Prove that $\sqrt{3}+ \sqrt{5}+ \sqrt{7}$ is irrational [duplicate]

Solution 1:

Suppose $\sqrt{3}+\sqrt{5}+\sqrt{7} = r$ for some rational $r$. Then, $$(\sqrt{3}+\sqrt{5})^2 = (r-\sqrt{7})^2 \implies 8+2\sqrt{15} = 7+r^2-2r\sqrt{7}$$ So, $$1-r^2+2\sqrt{15} =-2r\sqrt{7}$$ Let $1-r^2 = k$, which will be a rational number. So, $$(k+2\sqrt{15})^2 = k^2+ 60+4k\sqrt{15} = 28r^2$$ The LHS is irrational while the RHS is rational. Hence, we have a contradiction.

Solution 2:

You can easily show (probably you have already done so) $\sqrt{5},\sqrt{7} \in \mathbb Q(\sqrt{5}+\sqrt{7})$.

If your sum would be rational, we would deduce $\sqrt{5},\sqrt{7} \in \mathbb Q(\sqrt{5}+\sqrt{7}) \subset \mathbb Q(\sqrt{3})$, clearly a contradiction.

Solution 3:

Let $\alpha=\sqrt{3}+ \sqrt{5}+ \sqrt{7}$.

Then $\alpha$ is a root of $x^8-60 x^6+782 x^4-3180 x^2+3481=0$. Since this is a monic polynomial with integer coefficients, the rational root theorem tells you that $\alpha$ is either irrational or an integer.

Now

$\quad 1.7 < \sqrt 3 < 1.8 $

$\quad 2.2 < \sqrt 5 < 2.3 $

$\quad 2.6 < \sqrt 7 < 2.7 $

gives

$\quad 6.5 < \alpha < 6.8 $

which proves that $\alpha$ is not an integer.

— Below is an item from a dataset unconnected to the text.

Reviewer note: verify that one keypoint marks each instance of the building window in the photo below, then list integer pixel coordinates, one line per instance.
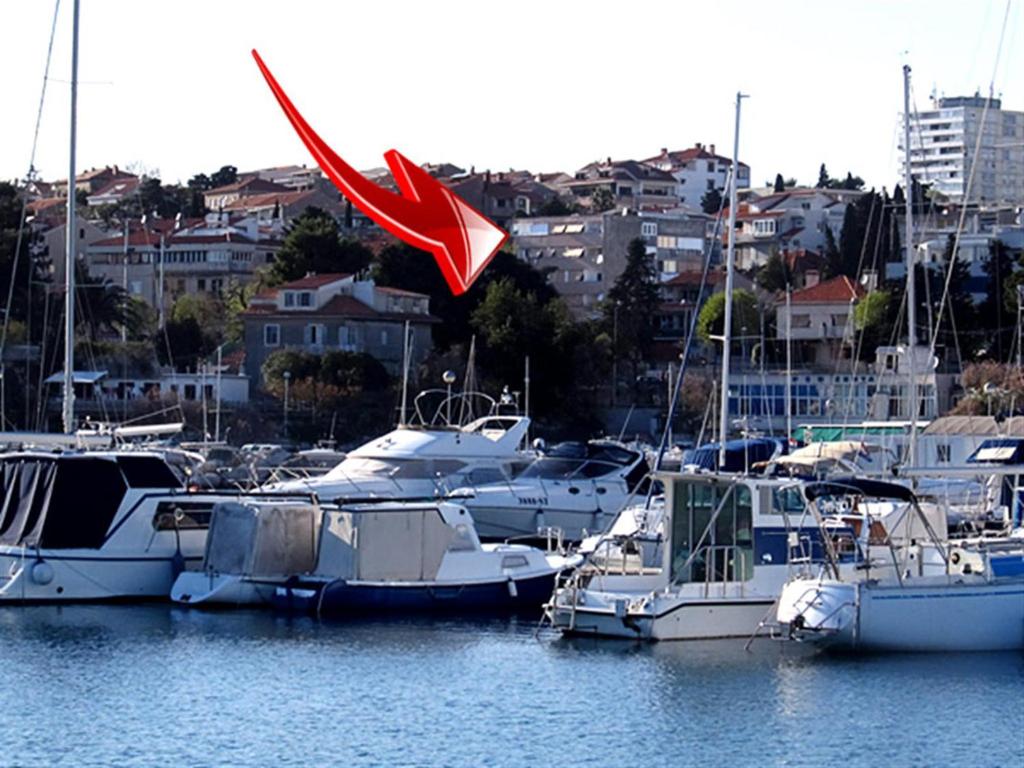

We can avoid even these fine estimates: if $\alpha$ is an integer then it must divide $3481=59^2$, but clearly $1 < \alpha < 3\sqrt 7 < 9 < 59 $.

Solution 4:

Assume $$\sqrt{3}+ \sqrt{5}+ \sqrt{7}= \frac{a}{b}$$ for some integers $a,b$. Multiblying both sides by $\sqrt{3}+ \sqrt{5}- \sqrt{7}$ yields $$ (\sqrt{3}+\sqrt{5})^2 - 7 = \frac{a(\sqrt{3}+ \sqrt{5}- \sqrt{7})}{b}=\frac{a\left(a/b-2\sqrt{7}\right)}{b} \\ 2\sqrt{15}+8-7=\frac{a^2/b-2a\sqrt{7}}{b} \\ 2b\sqrt{15} = \frac{a^2}{b}-2a\sqrt{7}-b \\ 60b^2=\frac{a^4}{b^2}+28a^2+b^2-\frac{4a^3\sqrt{7}}{b}+4ab\sqrt{7}-2a^2 \\ 59b^2-26a^2-\frac{a^4}{b^2}=4a\sqrt{7}\left(b-\frac{a^2}{b}\right). $$ We can divide both sides by $4a(b^2−a^2)=4a(b-a)(b+a)$ because $a$ can't be $0$ by definition, $b+a$ is a positive integer and $b−a$ can't be $0$ because that would imply $a/b=1$, which is impossible. Thus we get $$\frac{b\left(59b^4-26a^2b^2-a^4\right)}{4a(b^2-a^2)}=\sqrt{7},$$ contradiction.